Why stable Rust supports fallible memory allocation for collections (```Vec```, ```VecDeque```) but not single objects (```Box```, ```Arc```)?

Hello everyone!

Recently, I've noticed that fallible memory allocation API is unstable for Box, Rc, Arc, but is stable for Vec, VecDeque, etc. I wonder, what is the reason for such decision?

There's different tracking issues for the different methods so it has probably just come about organically. There are still many unstable Vec methods for example (try_with_capacity, push_within_capacity...). The ones around creation (which is always the case with non-growables like Box) are probably tied up with the main allocator issue/group/RFC.

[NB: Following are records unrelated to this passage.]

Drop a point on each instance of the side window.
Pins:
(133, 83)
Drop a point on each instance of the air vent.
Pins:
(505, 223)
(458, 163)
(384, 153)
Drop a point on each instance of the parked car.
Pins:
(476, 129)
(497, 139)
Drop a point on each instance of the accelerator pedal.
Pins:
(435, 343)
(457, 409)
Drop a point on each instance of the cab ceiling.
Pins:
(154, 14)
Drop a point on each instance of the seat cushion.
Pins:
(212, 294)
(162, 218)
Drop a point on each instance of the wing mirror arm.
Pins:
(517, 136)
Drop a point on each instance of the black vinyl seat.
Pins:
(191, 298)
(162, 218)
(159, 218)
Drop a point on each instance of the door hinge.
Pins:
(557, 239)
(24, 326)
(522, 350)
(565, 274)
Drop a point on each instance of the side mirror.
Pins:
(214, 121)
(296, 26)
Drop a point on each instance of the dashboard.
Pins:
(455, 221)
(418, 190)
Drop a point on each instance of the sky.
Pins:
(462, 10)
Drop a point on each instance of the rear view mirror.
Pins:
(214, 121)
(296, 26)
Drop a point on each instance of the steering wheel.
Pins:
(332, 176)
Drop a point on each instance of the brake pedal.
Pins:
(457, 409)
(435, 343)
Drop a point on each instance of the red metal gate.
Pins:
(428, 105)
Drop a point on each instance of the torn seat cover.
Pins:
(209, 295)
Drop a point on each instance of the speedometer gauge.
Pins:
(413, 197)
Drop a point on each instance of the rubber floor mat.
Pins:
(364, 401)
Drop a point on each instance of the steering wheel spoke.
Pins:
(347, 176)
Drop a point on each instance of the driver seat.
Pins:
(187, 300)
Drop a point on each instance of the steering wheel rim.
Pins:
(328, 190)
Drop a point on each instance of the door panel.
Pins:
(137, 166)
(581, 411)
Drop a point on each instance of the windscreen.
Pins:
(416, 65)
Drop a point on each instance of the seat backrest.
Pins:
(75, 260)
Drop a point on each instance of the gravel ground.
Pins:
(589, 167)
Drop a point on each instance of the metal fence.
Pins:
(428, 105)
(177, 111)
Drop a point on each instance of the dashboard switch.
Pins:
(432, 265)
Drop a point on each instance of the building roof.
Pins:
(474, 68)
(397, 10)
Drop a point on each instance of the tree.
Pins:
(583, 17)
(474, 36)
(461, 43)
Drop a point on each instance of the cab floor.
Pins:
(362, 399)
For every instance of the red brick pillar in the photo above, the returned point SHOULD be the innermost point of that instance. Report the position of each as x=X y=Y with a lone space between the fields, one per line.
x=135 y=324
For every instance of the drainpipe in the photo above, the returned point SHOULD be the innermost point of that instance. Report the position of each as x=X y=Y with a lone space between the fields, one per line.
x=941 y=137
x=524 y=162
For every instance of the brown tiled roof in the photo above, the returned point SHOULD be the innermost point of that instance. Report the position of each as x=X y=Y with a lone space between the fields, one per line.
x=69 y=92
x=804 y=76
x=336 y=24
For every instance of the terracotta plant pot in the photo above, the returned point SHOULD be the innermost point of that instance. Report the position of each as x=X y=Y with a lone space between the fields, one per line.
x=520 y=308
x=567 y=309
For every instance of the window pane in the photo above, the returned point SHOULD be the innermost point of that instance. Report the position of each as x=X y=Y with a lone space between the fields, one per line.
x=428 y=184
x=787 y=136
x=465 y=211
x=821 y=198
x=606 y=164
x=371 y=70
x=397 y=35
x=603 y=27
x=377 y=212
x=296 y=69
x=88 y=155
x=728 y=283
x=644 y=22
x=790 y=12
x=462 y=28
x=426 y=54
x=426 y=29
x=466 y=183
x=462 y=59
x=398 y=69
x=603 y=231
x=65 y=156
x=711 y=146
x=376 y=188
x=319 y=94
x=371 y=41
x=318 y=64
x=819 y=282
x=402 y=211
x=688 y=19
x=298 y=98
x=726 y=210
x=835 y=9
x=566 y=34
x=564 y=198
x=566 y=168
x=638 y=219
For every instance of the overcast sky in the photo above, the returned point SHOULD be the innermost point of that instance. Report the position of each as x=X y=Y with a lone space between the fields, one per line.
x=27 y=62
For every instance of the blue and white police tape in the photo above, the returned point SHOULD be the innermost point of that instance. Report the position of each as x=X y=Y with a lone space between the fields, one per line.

Some decision-makers are strongly opposed to going down a slippery slope of "duplicating" all methods into fallible and infallible versions.

Support for custom allocators will also need another batch of _in methods, potentially quadrupling all constructor functions.

At the same time, Rust doesn't have any feature that could avoid having duplicated methods. Many proposals for variations of optional arguments didn't lead to anywhere (except lots of bikeshedding about syntax).

8 Likes

I don't know what the real reason is, but here's why I think the decision is correct:

  1. What usually happens if your program uses too much memory is: the operating system notices it's swapping, gets angry, looks around for the misbehaving program, finds one that's 12GB big (that's you), and terminates it. There is no chance to treat this as an error within the program. It's too late; you're dead.

    By contrast, when you try to resize a Vec to a hundred million terabytes, the operating system can look at the amount of available memory and swap and just say no. Since you didn't get your memory, the system never actually gets into a low-memory state, so the OOM killer never goes hunting.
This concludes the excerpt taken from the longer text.